Encourage seniors to stay socially active but don’t force the issue
Many elderly seniors Arcadia Home Care works with gradually withdraw from their social lives when they can no longer cope with the impact of short-term memory loss.
They may deny something is wrong, but, really, they are aware that there is a change in the way their memory functions. A simple case of trying to get to an old friend’s place — and getting lost — can shatter confidence. Rather than revealing the truth, the senior will try to “cover up.” She or he will cancel the next meeting, refuse an invitation, or claim to be unavailable due to another social commitment or a health appointment.
Some years ago, I worked closely with a senior who suddenly refused to attend a golf course even though he paid for meals at the club whether he attended or not. The reason: he didn’t want to go alone, and he did not want to admit that he needed a ride. The social veneer of being independent was critical to his self-esteem. Arcadia Home Care hired an older health care aide who drove the senior, spent some time over lunch to get him settled, and then picked him up when he was ready to go home.

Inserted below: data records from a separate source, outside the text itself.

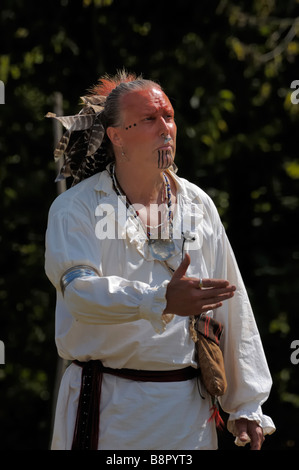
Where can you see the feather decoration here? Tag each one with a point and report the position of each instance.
(81, 142)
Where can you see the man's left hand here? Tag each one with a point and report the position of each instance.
(250, 430)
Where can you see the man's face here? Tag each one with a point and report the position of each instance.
(147, 119)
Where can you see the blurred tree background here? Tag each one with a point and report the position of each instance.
(227, 66)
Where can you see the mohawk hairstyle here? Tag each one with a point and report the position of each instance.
(108, 83)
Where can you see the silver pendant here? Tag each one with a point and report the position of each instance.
(161, 249)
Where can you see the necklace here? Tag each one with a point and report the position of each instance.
(161, 248)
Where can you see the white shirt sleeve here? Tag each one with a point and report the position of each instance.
(248, 376)
(71, 241)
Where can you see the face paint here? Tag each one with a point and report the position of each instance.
(130, 126)
(164, 159)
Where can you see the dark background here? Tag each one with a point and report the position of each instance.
(227, 67)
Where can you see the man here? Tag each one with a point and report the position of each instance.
(134, 252)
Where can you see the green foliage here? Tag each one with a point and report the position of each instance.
(227, 67)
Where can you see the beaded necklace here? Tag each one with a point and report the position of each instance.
(161, 248)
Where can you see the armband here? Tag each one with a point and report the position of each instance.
(75, 272)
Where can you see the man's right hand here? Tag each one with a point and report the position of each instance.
(185, 297)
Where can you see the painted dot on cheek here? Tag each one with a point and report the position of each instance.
(130, 126)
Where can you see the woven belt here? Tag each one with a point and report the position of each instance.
(88, 414)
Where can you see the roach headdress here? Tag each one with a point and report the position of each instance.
(85, 146)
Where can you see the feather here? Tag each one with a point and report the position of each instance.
(96, 136)
(74, 123)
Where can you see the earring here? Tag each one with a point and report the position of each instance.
(123, 155)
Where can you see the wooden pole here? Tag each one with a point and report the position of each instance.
(61, 187)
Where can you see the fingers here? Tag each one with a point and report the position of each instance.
(218, 289)
(250, 431)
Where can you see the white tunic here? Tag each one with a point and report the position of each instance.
(116, 317)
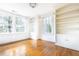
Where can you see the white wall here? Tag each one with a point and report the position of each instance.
(14, 36)
(68, 40)
(26, 10)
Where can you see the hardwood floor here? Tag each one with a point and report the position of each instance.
(43, 48)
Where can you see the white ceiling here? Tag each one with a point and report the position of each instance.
(26, 10)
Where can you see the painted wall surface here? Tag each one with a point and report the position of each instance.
(67, 24)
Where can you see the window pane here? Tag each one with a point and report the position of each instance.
(5, 24)
(19, 24)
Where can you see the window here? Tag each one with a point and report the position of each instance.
(5, 24)
(19, 24)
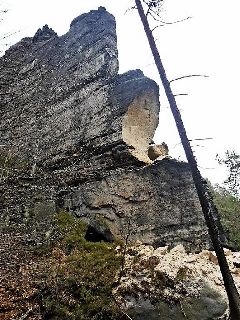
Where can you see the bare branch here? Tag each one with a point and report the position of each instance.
(189, 76)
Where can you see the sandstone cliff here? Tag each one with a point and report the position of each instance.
(74, 138)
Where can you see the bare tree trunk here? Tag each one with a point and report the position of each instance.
(203, 193)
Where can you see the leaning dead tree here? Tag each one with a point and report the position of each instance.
(208, 208)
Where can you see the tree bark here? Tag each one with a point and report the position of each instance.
(202, 190)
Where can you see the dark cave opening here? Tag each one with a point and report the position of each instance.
(94, 235)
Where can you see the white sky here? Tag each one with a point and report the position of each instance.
(206, 44)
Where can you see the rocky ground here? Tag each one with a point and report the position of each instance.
(172, 284)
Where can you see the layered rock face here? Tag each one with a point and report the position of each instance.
(75, 137)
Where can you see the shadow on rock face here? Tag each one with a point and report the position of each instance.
(98, 234)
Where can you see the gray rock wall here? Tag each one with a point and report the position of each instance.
(75, 136)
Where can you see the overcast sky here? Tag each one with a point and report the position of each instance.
(205, 44)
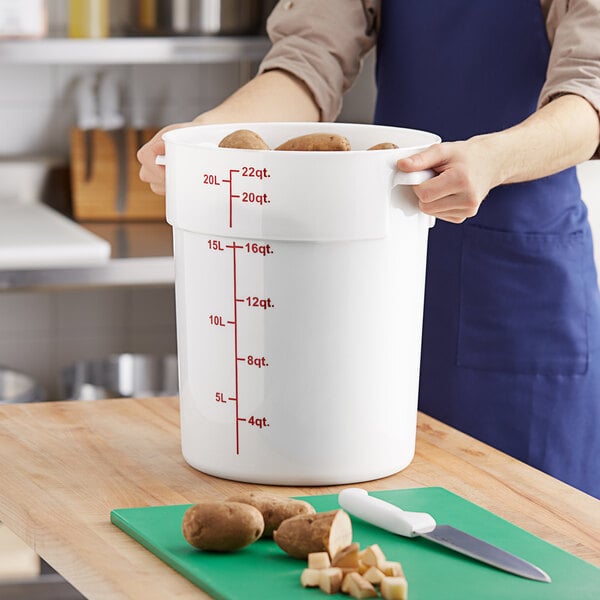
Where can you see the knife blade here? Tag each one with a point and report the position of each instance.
(390, 517)
(112, 121)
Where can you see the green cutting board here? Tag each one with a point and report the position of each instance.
(263, 571)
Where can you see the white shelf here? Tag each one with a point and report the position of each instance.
(116, 272)
(141, 256)
(134, 50)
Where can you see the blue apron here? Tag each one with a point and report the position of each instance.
(511, 333)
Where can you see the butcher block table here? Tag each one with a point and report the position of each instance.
(66, 465)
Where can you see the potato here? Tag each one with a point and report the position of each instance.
(316, 142)
(243, 139)
(383, 146)
(327, 531)
(274, 509)
(222, 526)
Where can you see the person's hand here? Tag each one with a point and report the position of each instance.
(150, 172)
(466, 173)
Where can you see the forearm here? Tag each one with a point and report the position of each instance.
(271, 96)
(563, 133)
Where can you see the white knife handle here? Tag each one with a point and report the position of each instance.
(87, 110)
(357, 502)
(109, 102)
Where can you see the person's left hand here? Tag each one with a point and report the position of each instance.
(466, 173)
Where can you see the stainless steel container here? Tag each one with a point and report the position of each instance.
(198, 17)
(121, 376)
(16, 387)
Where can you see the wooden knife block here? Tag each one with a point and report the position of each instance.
(96, 198)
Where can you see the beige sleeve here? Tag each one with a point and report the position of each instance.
(574, 68)
(322, 43)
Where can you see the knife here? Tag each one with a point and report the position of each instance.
(112, 121)
(357, 502)
(87, 118)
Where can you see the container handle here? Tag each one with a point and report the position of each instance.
(414, 178)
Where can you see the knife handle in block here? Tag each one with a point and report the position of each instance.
(357, 502)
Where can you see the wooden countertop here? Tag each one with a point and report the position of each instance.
(65, 465)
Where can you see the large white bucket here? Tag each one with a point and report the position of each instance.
(299, 283)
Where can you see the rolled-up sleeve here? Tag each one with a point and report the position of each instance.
(322, 42)
(574, 66)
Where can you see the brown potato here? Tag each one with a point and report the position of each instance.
(322, 532)
(274, 509)
(316, 142)
(383, 146)
(222, 526)
(243, 139)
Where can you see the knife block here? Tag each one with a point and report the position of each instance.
(95, 198)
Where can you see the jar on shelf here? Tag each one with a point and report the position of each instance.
(89, 18)
(20, 19)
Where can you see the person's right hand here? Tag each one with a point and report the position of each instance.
(150, 172)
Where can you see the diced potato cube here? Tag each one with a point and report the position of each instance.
(372, 556)
(318, 560)
(391, 568)
(373, 575)
(330, 580)
(358, 587)
(310, 578)
(347, 557)
(394, 588)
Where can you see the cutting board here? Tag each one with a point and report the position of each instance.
(262, 570)
(34, 236)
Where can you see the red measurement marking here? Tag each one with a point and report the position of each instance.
(231, 194)
(235, 353)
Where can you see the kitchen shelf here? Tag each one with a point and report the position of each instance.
(134, 50)
(141, 256)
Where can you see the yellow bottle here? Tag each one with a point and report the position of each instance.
(88, 18)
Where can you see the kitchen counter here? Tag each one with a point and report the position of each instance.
(65, 465)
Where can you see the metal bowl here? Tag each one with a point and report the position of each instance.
(121, 376)
(17, 387)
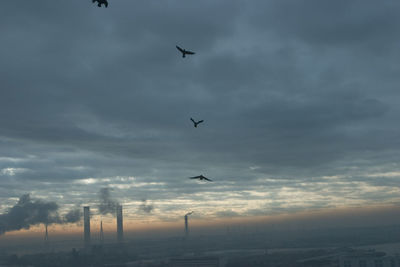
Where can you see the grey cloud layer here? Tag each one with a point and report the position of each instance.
(288, 90)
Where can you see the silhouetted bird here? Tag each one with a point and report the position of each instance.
(196, 123)
(201, 177)
(185, 52)
(100, 2)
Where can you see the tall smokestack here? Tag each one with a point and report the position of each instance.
(101, 233)
(86, 226)
(120, 227)
(187, 224)
(46, 236)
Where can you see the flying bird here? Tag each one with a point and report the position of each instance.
(196, 123)
(184, 51)
(100, 2)
(200, 177)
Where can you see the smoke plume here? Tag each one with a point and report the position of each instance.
(144, 207)
(107, 204)
(28, 212)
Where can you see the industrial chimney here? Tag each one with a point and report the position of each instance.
(46, 236)
(187, 224)
(86, 226)
(120, 227)
(101, 233)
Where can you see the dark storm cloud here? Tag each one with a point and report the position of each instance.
(289, 91)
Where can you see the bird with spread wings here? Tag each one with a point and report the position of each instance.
(184, 51)
(100, 2)
(200, 177)
(195, 123)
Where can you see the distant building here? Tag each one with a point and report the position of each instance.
(195, 262)
(368, 258)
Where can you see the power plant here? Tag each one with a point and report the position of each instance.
(187, 224)
(86, 226)
(120, 227)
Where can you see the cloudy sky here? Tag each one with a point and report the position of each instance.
(300, 102)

Many creative solutions can be found to keep a senior active. For example, you can check our resources list for adult day programs in Toronto. However, also keep in mind that an elderly senior may just want to stay home even if that seems socially isolating and sad to you. It may be an indicator that he or she is facing serious memory challenges and simply feels too fearful to leave home. In such cases, I suggest you help your senior see a doctor who can do a careful assessment.